Gender profile There are more women (about 65 per cent) than men on ALISON. And many of them are mothers. In the developing world, many women do chores at home and can study online when their kids are asleep or gone to school. So, it is self-paced learning; “you can start learning when and where you want. It really works for them”.

Also, in regions such as West Asia, women’s education is neglected because they don’t, or can’t, go out. “We have a very high percentage of women from wealthy countries with Internet access. They think: Well, I might not be able to go to a university but I can go online and learn an awful lot. I am really pleased about that, because women are a great resource of the world that is not being fully used... it’s about social justice and so much more.”

Feerick on being a social entrepreneur

I think you have to be smart enough to realise that money is not what life is all about. But a lot of people are not smart enough to figure that out. What we value most in life is family… children, spouse, parents, siblings and our freedom. A Harvard professor once asked us: Go to the graveyard, look around for an hour and come back. We thought it odd; when we returned he asked what we had seen, so we said: ‘We saw lots of graves and many dearly beloved’. And he said, ‘did you see names of any corporations on any gravestones?’

At the end of the day, what is important is what you give in life and not what you get. I get enormous satisfaction from doing this. I’m also privileged that whatever god I believe in has given me the gift of being a good organiser, knowing a lot of good people. I have worked very closely with an Irish-American billionaire. He was a good man, very inspirational, extraordinarily bright. His net worth was $10 billion and he gave it all away. There is an old Irish saying: There are no pockets in a shroud.

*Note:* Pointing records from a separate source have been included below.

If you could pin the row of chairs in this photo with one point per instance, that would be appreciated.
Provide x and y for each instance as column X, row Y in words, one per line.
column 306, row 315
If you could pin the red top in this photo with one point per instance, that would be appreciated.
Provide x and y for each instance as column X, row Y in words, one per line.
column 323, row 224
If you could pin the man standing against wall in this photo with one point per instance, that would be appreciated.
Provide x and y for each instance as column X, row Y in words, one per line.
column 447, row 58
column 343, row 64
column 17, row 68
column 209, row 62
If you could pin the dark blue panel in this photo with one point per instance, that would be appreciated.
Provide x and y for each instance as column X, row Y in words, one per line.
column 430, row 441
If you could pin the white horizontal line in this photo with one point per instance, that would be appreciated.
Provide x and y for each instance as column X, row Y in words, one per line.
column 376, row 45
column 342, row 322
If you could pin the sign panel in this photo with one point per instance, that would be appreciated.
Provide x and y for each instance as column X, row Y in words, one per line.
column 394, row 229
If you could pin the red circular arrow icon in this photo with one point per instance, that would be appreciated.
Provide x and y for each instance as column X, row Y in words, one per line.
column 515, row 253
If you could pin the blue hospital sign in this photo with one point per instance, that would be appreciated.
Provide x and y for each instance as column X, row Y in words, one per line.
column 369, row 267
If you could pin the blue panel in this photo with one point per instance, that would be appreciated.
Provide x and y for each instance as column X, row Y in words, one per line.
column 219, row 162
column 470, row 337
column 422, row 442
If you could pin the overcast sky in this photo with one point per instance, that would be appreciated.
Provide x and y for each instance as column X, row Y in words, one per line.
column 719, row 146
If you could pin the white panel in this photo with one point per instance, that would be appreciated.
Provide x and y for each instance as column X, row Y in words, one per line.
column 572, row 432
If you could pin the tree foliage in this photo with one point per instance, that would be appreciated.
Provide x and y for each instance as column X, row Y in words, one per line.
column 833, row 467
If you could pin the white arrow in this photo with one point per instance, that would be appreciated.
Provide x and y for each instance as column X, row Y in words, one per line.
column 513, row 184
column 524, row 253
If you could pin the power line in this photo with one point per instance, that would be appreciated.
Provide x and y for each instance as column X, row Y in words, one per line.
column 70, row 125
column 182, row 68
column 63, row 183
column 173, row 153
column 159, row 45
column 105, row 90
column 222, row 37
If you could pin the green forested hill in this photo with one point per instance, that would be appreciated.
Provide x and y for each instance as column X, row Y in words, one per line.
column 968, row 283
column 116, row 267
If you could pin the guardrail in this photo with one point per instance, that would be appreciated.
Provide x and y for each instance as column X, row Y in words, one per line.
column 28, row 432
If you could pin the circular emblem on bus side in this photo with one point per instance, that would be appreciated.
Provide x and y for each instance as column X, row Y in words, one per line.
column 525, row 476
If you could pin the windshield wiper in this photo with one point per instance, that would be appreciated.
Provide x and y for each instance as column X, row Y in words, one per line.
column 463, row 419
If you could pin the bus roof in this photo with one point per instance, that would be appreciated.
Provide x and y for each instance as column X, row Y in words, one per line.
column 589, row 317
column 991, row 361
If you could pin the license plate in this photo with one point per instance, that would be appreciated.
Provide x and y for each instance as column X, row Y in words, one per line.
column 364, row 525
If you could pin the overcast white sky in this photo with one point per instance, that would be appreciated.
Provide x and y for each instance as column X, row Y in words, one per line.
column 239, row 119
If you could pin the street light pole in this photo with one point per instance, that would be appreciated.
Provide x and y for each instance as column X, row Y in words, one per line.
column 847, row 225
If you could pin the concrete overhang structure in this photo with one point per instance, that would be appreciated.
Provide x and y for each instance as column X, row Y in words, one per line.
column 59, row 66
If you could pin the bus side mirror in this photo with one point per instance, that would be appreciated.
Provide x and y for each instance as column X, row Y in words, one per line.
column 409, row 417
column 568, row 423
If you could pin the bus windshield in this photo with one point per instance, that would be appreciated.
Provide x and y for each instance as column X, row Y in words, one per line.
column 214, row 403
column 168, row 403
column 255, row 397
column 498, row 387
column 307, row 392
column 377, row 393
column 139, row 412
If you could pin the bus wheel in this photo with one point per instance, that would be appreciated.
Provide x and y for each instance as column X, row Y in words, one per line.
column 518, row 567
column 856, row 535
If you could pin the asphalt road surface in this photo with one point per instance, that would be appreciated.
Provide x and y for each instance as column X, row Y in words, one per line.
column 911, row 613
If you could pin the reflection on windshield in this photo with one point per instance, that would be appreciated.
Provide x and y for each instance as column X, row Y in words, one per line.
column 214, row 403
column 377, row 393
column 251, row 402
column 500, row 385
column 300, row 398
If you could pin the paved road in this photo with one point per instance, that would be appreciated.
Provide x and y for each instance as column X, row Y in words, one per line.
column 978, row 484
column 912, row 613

Many businesspeople in their 60s and 70s work really hard all their life and then turn around and say ‘we want to do something good’. But they often die before they can do it. I thought the best impact would come from doing something meaningful through the best years of my life, rather than wait till the end to make a lot of money without any consideration to anyone else and then try to do good at the end. If you can do it in the prime of your life, you can make more impact. That makes sense to me.